Leading the sale is German cartographer Martin Waldseemüller's Tabula Terre Nove (est. $80,000-120,000), or "Map of the New World." This was first published in 1513, just twenty one years after Columbus' arrival in the Caribbean. This gorgeous woodcut map with full hand-coloring was drawn by Waldseemüller and a team of three other geographers working for the King of Lorraine to produce a series of proper modern maps of the world. Published in Johann Schott's 1513 edition of Ptolemy's Geographia, this visionary document was the first realistically obtainable map of the Americas.
Bonhams is thrilled to include the Honeyman-Kraus copy of Bernardus Albingaunensis' manuscript on navigation and the discovery of the New World (est. $180,000-250,000). This rare and beautiful manuscript was written in 1512 by an Italian monk and contains near contemporary accounts of the voyages of Columbus, Vespucci and other navigators, in addition to astrological diagrams and navigational data. It is believed that Albingaunensis personally interviewed Michele de Cuneo, a shipmate on Columbus' second voyage, making this an incredibly rare document of deep historical significance.
An original copy of Thomas Jefferys' The American Atlas (est. $80,000-120,000) is also on offer and contains twenty-three maps of colonial America that Jefferys made for the King of England. Printed in 1776, this atlas is one of the most important of the 18th century.

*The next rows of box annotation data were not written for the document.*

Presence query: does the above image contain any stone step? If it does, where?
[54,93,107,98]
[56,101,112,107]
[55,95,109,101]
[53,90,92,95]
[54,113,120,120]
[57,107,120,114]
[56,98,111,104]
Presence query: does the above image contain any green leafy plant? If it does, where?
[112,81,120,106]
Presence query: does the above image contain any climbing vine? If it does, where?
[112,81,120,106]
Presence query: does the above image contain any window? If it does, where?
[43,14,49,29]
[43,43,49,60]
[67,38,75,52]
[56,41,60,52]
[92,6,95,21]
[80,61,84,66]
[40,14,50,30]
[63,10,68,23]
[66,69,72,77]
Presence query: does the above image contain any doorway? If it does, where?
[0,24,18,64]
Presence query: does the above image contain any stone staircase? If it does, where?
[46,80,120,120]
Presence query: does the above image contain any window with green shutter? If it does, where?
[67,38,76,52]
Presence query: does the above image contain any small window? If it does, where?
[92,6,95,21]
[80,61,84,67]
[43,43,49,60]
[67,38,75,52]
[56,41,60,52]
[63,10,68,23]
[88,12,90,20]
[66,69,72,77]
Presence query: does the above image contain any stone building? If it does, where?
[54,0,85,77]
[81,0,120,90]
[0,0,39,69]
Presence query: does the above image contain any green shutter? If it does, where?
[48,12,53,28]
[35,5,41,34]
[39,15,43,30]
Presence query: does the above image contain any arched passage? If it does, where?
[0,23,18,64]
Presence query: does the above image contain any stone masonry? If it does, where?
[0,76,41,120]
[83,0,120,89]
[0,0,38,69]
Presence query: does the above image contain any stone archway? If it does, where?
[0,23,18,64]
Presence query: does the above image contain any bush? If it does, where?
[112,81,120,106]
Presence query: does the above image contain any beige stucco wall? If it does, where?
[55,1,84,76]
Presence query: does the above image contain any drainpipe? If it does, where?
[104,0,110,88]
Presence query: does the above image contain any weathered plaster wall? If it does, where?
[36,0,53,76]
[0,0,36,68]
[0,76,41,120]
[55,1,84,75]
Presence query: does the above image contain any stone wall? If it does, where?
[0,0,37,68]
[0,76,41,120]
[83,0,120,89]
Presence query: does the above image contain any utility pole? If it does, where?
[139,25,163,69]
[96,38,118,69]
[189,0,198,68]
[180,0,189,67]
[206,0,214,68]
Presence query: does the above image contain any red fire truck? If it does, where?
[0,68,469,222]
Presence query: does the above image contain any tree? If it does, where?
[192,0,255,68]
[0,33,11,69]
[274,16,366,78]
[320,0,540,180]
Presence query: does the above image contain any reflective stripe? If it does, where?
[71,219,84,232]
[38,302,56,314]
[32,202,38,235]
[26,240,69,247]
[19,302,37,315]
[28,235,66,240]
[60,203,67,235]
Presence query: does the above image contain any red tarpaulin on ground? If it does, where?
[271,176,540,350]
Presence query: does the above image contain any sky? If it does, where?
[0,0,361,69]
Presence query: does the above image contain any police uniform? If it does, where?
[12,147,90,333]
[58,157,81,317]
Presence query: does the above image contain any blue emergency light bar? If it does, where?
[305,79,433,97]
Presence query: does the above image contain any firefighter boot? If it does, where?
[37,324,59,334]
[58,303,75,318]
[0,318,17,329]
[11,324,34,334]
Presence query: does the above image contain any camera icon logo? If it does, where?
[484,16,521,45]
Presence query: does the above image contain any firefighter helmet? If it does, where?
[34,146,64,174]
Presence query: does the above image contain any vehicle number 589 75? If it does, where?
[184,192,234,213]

Another highlight to the sale is a 1572 letter from King Phillip II of Spain, describing the security steps that officers must take to insure the safe transfer of South American gold and silver back to Europe (est. $4,000-6,000). Precious metals were the lifeblood of the Spanish Empire and security against looters and pirates was a constant concern to the King.
Other highlights include another letter from King Phillip II forcing the Aztecs into slavery in his Peruvian gold mines (est. $10,000-15,000); a letter from Philippe de Chabot on August 13, 1535, looking for news on Jacques Cartier's voyage to present-day Canada (est. $7,000-10,000); and colonial manuscript maps of the area around Glen Cove, Long Island (est. $3,000-5,000).